We had each had our surgeries done the previous afternoon and during the evening chatted to each other from our opposite beds and brewed up a plan that we were not ready to go home the next morning as expected. I didn’t feel that my pain management was sorted out enough and she didn’t feel ready to go home by herself. Besides, I felt that I wanted a rest. I wanted to be brought my meals, have a bit of a chat with Lyn who I liked, and have a read and just catch up with myself.

So that morning when the surgeon arrived, I explained that although I knew he thought I was ready to go home, I wanted to stay in another day. He was a bit surprised but was ok with that. I had heard Jan having the same conversation with her surgeon who had arrived even earlier than mine. We were set for the day.

I know that people usually like to get out of hospital as soon as they can but I have a strange attachment to them

I had been happy to get dropped off at Entrance B and go through Door H to DOSA  (Day of Surgical Admission) on the First Floor by myself. There was a check in desk right in front of the lift doors. A cheerful young man had all my details ready. I felt the relief you have at the airport when they find your name on their computers and start checking you in. I sat and waited for a few minutes before being taken to a cubicle with a pile of instructions about stripping, dressing gowns, clothes in bag, special underpants and socks, and everything to be put in a locker except for reading classes and to wait, ‘Over there’. OK.

And there I was, waiting with a few others, all stripped bare except for our regulation underpants and bright orange socks, the ubiquitous dressing gown and in my case holding my reading glasses in their turquoise case. I was very pleased with their locker system because sometimes all your stuff is just in a great big paper bag underneath your bed, which doesn’t feel very secure.

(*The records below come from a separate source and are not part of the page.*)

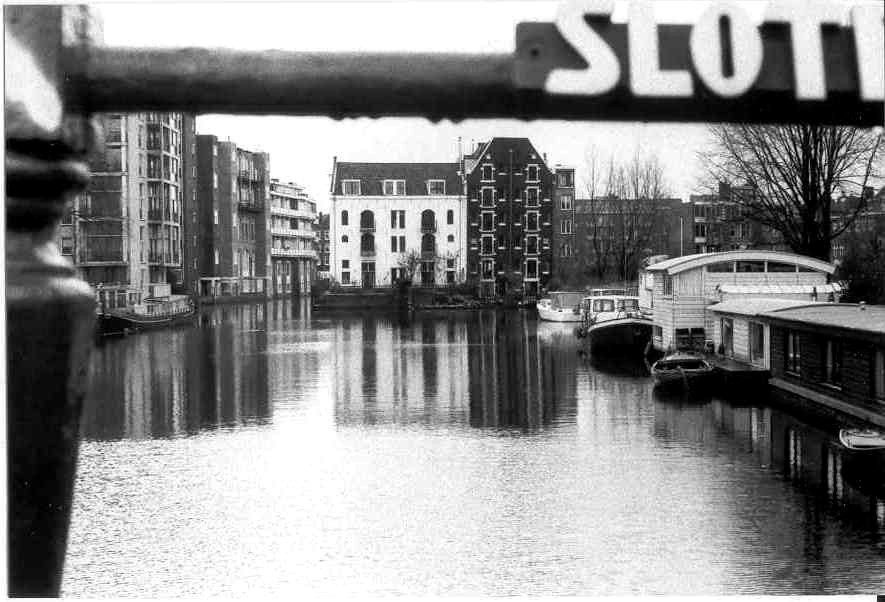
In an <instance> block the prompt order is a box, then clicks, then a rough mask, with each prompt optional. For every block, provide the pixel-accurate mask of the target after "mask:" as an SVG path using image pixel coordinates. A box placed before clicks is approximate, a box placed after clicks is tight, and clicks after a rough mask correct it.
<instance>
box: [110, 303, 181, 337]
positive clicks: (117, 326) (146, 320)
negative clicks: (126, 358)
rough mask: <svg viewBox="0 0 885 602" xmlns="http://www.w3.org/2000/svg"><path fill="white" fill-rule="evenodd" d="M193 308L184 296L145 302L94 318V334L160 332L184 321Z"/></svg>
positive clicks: (119, 333) (117, 310)
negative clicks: (153, 329)
mask: <svg viewBox="0 0 885 602" xmlns="http://www.w3.org/2000/svg"><path fill="white" fill-rule="evenodd" d="M195 313H196V308H195V307H194V303H193V300H192V299H191V298H190V297H189V296H187V295H170V296H169V297H164V298H162V299H145V300H144V301H143V302H142V303H139V304H137V305H132V306H130V307H126V308H120V309H111V310H106V311H104V312H101V313H99V314H98V333H99V334H100V335H103V336H107V335H114V334H126V333H127V332H132V331H137V330H146V329H151V328H162V327H164V326H171V325H173V324H176V323H179V322H183V321H186V320H188V319H190V318H192V317H193V316H194V314H195Z"/></svg>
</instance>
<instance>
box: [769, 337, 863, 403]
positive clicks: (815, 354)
mask: <svg viewBox="0 0 885 602" xmlns="http://www.w3.org/2000/svg"><path fill="white" fill-rule="evenodd" d="M787 331H788V329H786V328H784V327H778V326H772V329H771V374H772V376H774V377H777V378H782V379H784V380H787V381H790V382H793V383H796V384H798V385H802V386H804V387H807V388H809V389H812V390H814V391H817V392H819V393H823V394H825V395H829V396H831V397H835V398H836V399H840V400H842V401H847V402H853V403H868V402H870V401H871V400H872V361H873V354H874V352H875V350H874V348H873V347H872V346H871V345H869V344H867V343H863V342H860V341H853V340H851V339H848V338H844V337H842V338H836V337H835V335H832V334H828V333H814V332H800V334H799V348H800V354H801V359H800V368H801V373H800V374H799V375H798V376H796V375H793V374H789V373H787V372H786V371H785V369H784V367H785V356H786V333H787ZM828 339H833V340H838V341H840V342H841V343H842V349H843V357H842V387H841V389H837V388H835V387H833V386H830V385H828V384H826V383H825V382H824V380H825V377H826V347H825V345H826V341H827V340H828Z"/></svg>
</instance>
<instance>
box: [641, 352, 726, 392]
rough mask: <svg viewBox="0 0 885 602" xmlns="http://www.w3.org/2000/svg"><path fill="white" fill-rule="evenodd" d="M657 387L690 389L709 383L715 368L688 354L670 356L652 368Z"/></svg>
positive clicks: (691, 355)
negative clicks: (680, 386) (713, 367)
mask: <svg viewBox="0 0 885 602" xmlns="http://www.w3.org/2000/svg"><path fill="white" fill-rule="evenodd" d="M651 374H652V376H653V377H654V379H655V386H656V387H679V386H681V387H683V388H685V389H690V388H692V387H697V386H699V385H704V384H707V383H708V382H709V379H710V376H711V375H712V374H713V366H711V365H710V364H708V363H707V362H706V361H705V360H704V359H703V358H700V357H697V356H695V355H690V354H688V353H676V354H673V355H668V356H666V357H664V358H662V359H659V360H658V361H656V362H655V363H654V364H653V365H652V367H651Z"/></svg>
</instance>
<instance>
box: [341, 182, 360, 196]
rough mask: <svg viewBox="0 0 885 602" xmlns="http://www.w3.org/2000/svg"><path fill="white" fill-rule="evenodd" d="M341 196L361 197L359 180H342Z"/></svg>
mask: <svg viewBox="0 0 885 602" xmlns="http://www.w3.org/2000/svg"><path fill="white" fill-rule="evenodd" d="M341 194H343V195H345V196H359V194H360V181H359V180H342V181H341Z"/></svg>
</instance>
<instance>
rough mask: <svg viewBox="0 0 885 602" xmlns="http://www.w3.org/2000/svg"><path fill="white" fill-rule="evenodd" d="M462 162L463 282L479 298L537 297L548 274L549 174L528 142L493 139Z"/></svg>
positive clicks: (552, 231) (513, 139) (549, 256)
mask: <svg viewBox="0 0 885 602" xmlns="http://www.w3.org/2000/svg"><path fill="white" fill-rule="evenodd" d="M463 162H464V178H465V181H466V194H467V275H468V278H469V279H476V280H477V282H478V284H479V286H478V289H479V294H480V296H482V297H494V296H498V295H503V294H504V293H506V292H510V291H511V290H512V289H513V288H514V287H518V288H519V289H521V292H523V293H524V294H525V295H528V296H535V295H537V294H538V293H539V291H540V290H541V289H542V288H544V287H545V286H546V284H547V281H548V280H549V278H550V272H551V260H552V249H551V243H552V237H553V226H552V213H553V212H552V206H553V203H552V197H553V173H552V172H551V170H550V168H549V167H547V163H546V161H545V160H544V158H543V156H542V155H541V153H539V152H538V151H537V150H536V149H535V148H534V146H532V143H531V142H530V141H529V140H528V138H493V139H492V140H491V141H490V142H485V143H480V144H479V145H478V146H477V148H476V149H474V151H473V152H472V153H471V154H469V155H466V156H465V157H464V160H463ZM517 283H521V285H520V284H517Z"/></svg>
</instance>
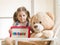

From then on, I was swept through the system: my specs put into a bigger clear plastic box that went with me under the bed, into the operating theatre, then recovery, until finally I was wheeled along the corridors to a four bedded room. I discovered later that my belongings had been moved to a locker in this room, waiting for me. I was about to be decanted into a bed back from the window but saw an empty bed next to the window.

‘Is there any chance that I could have that window bed, please? I’d love to be by the window.’

‘Why not,’ they decided and there I was, in a bed by the window, looking at the evening sky and a bare branched silver birch. Eventually some soup and sandwiches came, as did Jan in the place opposite.

I read a bit, listened to the ABC Classics on my phone and felt quite pleased with my room and companion.

What is it about hospitals?

Usually I have a feeling of relief at finally getting there so that my problem can be solved, whether it’s delivering a baby, or perhaps relieving the months of pain and restrictions by getting a new hip joint.

I trust doctors to do the right thing.

I don’t mind some pain as part of the process of getting my body working again.

I like being part of a huge system which is dedicated to me and which ever part of the body needs attention this time. I like the way that everyone works together with one goal in mind. It reminds me of what I liked about working in a school. That we were all there to make each child feel good and learn.

Mum tells me that Dad used to take me on his hospital rounds at the weekend when I was a baby. I could imagine how exciting it would have been for the patients to have a baby carried into the ward. Maybe I just want all that attention again!